6.1.5. Construction Considerations

1. Silt Fences should be Constructed after the Cutting of Trees but before Having any Sod Disturbing Construction Activity in the Drainage Area

2. It is a Good Practice to Construct the Silt Fence Across a Flat Area in the Form of a Horseshoe

This aids in the ponding of the runoff, and increases the strength of the fence. Prefabricated silt fence sections containing Geotextile and support posts are commercially available. They are generally manufactured in heights of 18 and 36 inches. At the lower portion of the silt fence, the Geotextile is extended for burying anchorage.

6.2. Silt Curtains

A silt curtain is a floating vertical barrier placed within a stream, lake, or other body of water generally at runoff discharge points. It acts as a temporary dike to arrest and control turbidity. By interrupting the flow of water, it retains suspended particles; by reducing the velocity, it allows Sedimentation. A silt curtain is composed of a sheet of Geotextile maintained in a vertical position by flotation segments at the top and a ballast chain along the bottom. A tension cable is often built into the curtain immediately above or below the flotation segments to absorb stress imposed by currents and other hydrodynamic forces. Silt curtain sections are usually about 100 feet long and of any required width. An end connector is provided at each end of the section for fastening sections together. Anchor lines hold the curtain in a configuration that is usually U-shaped, circular, or elliptical. The design criteria and properties required for silt fences also apply to silt curtains.

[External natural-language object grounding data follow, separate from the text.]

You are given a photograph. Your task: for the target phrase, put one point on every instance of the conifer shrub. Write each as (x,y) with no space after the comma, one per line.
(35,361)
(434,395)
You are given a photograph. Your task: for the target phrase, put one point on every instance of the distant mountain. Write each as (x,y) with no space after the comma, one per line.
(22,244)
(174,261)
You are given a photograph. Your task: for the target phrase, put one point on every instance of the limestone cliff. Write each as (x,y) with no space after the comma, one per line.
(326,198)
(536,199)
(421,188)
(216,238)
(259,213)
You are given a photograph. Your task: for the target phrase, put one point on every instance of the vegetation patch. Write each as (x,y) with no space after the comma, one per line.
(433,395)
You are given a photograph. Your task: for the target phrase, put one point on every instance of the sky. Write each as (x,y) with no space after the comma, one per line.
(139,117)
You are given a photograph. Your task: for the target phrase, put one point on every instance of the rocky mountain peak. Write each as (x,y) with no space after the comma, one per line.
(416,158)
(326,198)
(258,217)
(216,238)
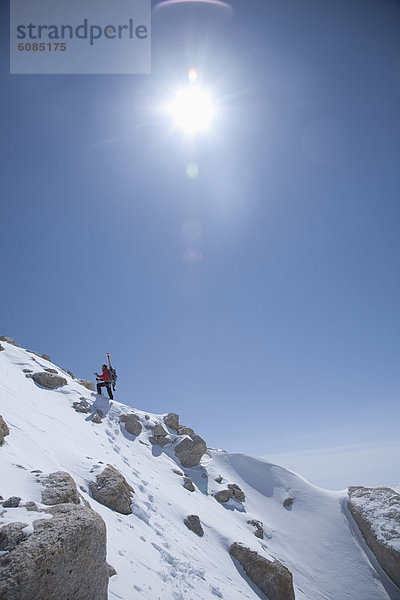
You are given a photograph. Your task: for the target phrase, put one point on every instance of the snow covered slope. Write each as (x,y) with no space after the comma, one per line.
(154,554)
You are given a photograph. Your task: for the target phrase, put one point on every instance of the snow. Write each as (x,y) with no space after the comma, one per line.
(154,554)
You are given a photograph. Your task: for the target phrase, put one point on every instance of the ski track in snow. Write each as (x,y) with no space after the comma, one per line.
(154,554)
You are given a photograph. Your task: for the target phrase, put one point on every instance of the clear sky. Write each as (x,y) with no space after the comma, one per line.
(259,300)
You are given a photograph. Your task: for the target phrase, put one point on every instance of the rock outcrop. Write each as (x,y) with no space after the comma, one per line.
(377,514)
(12,502)
(132,423)
(64,558)
(192,522)
(223,496)
(272,578)
(82,406)
(45,356)
(4,338)
(3,429)
(112,490)
(159,437)
(60,488)
(190,450)
(48,380)
(259,532)
(172,421)
(89,385)
(11,535)
(237,492)
(188,484)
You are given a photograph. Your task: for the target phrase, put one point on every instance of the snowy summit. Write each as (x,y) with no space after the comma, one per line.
(100,500)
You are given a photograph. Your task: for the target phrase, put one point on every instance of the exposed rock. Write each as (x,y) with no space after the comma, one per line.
(64,558)
(89,385)
(60,488)
(97,418)
(272,578)
(259,528)
(82,406)
(188,484)
(192,522)
(45,356)
(11,535)
(223,495)
(112,490)
(237,492)
(132,423)
(3,429)
(377,513)
(159,430)
(172,421)
(4,338)
(48,380)
(159,440)
(12,502)
(183,430)
(190,451)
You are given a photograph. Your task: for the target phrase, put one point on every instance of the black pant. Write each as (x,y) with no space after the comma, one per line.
(108,386)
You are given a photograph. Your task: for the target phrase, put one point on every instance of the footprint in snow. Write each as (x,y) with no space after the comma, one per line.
(216,591)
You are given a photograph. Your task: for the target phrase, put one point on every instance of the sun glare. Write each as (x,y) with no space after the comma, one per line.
(192,109)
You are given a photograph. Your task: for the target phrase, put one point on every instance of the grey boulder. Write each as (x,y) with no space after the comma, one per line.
(60,488)
(236,491)
(3,429)
(172,421)
(190,450)
(159,440)
(132,423)
(112,490)
(272,578)
(377,514)
(259,532)
(12,502)
(188,484)
(64,558)
(82,406)
(48,380)
(192,522)
(45,356)
(11,535)
(89,385)
(223,496)
(4,338)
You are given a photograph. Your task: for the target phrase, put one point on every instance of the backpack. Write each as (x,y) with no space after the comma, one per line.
(113,376)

Silt curtains should not be used for:

i. Operations in open Ocean.

ii. Operations in currents exceeding 1 knot.

iii. Areas frequently exposed to high winds and large breaking waves.

iv. Around hopper or cutter head dredges where frequent curtain movement would be necessary.

7. Conclusions

In spite of having so many materials now a day’s Geotextile are getting popular day by day in Erosion and Sediment control. When selecting a Geotextile a designer must take into account not only the mechanical and hydraulic properties of the Geotextile at the point of manufacture, but the proven longevity of the properties in the site environment, both prior to installation and for the duration of the design. The use of Geotextiles manufactured from the bi-products of other manufacturing processes must be undertaken with extreme caution as the long term performance can never be fully known.